6G72 Engine Problems and Reliability

The 6G72 engine rarely has problems, it breaks down mainly due to small things, there are practically no weak points in the design, and it is considered one of the most reliable and unpretentious Mitsubishi engines. This engine is capable of consuming even low-quality fuel and is not very demanding on engine oil. Of course, even the most reliable motor has its drawbacks, and the 6G72 has them too.

Unfortunately, if the timing belt breaks, the engine is guaranteed to bend the valves. The timing belt itself has really good quality and lasts even more than 60,000 miles (90,000 km), but only if it is not exposed to engine oil (for example, due to a leaking front cover gasket). There are a lot of complaints about unreliable hydraulic compensators (lash adjusters). On average, they need to be replaced every 60,000 miles (90,000 km). Another disadvantage is the difficulty of replacing spark plugs. To change the spark plugs, you need to remove the intake manifold, since there is no direct access to them.

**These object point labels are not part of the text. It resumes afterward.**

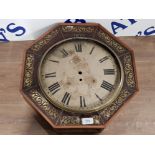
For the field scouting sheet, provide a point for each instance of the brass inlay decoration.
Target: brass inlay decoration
(37, 46)
(129, 71)
(77, 29)
(44, 105)
(111, 42)
(28, 70)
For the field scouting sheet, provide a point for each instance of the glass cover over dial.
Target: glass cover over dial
(80, 75)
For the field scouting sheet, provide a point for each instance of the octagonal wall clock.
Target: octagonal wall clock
(78, 75)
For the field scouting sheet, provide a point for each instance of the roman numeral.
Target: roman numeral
(98, 97)
(50, 75)
(106, 85)
(78, 47)
(66, 98)
(82, 102)
(92, 50)
(104, 59)
(54, 61)
(109, 71)
(64, 52)
(54, 88)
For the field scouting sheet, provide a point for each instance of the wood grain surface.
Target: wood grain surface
(136, 117)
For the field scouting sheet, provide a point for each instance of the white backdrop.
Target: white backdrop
(29, 29)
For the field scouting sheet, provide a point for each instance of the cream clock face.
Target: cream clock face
(80, 75)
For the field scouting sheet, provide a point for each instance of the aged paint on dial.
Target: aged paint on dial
(79, 75)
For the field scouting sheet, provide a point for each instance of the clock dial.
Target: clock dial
(80, 75)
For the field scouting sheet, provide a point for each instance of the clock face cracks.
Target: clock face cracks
(80, 75)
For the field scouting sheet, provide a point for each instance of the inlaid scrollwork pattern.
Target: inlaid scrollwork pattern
(77, 29)
(44, 41)
(28, 72)
(110, 110)
(111, 42)
(44, 105)
(129, 73)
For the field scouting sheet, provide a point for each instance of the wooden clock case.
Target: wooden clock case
(56, 117)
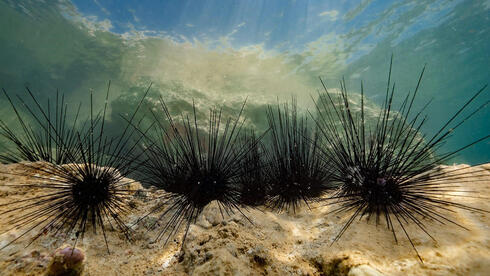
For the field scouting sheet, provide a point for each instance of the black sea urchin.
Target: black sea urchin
(385, 168)
(194, 167)
(295, 170)
(44, 133)
(89, 192)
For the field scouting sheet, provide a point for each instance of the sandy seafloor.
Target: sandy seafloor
(275, 244)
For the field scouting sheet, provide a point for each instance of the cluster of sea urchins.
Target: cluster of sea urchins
(383, 168)
(79, 172)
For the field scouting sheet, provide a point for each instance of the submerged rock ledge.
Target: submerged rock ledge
(275, 244)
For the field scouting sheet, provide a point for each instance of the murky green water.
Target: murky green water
(221, 52)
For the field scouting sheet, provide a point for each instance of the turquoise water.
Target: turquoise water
(221, 52)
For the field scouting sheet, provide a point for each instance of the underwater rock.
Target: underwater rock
(271, 244)
(67, 261)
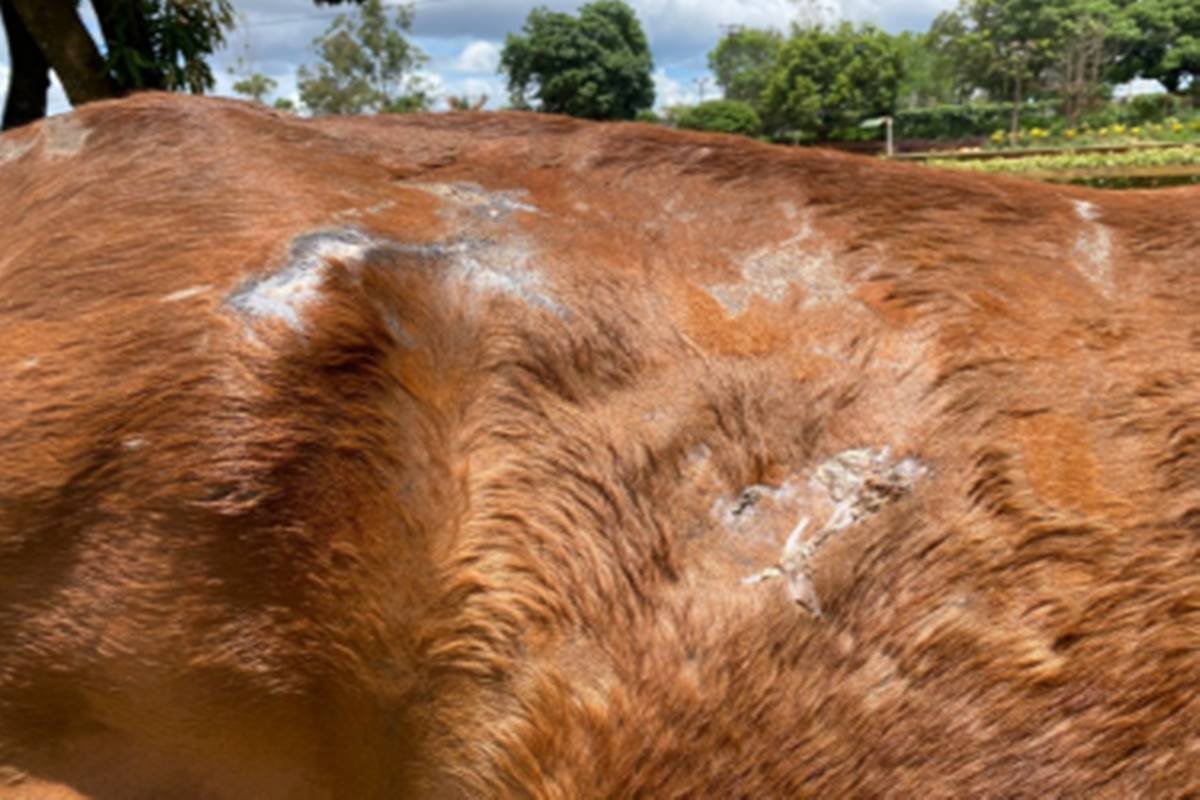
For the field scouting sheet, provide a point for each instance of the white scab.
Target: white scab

As the mileage increases and the engine ages, typical breakdowns of a tired engine may appear. As a rule, at a mileage of 200,000 or more, the engine begins to consume noticeable amounts of oil. This happens due to wear of the piston rings and hardened valve stem seals. With high mileage, cooling system pipes, oil seals, and gaskets start to leak, and electrical problems arise (issues with high-voltage wires, sensors, ignition coils, etc.).

Mitsubishi 6G72 V6 3.0L Reliability Summary

So, is the 6G72 3.0 a reliable engine? As life has shown, despite the fact that 3.0-liter Mitsubishi engines still have some drawbacks, the 6G72 is a robust and reliable engine. The downside of this engine is its low power and high fuel consumption by modern standards, but you still have to pay something for reliability and maintainability. All engines break down at some point, as nothing lasts forever. To extend the life of your engine, it is recommended to maintain it on time, fill it with high-quality and recommended motor oil, and refuel the car with premium gas. With proper care, the 6G72 3.0 V6 Mitsubishi engine is guaranteed to last more than 250,000 miles.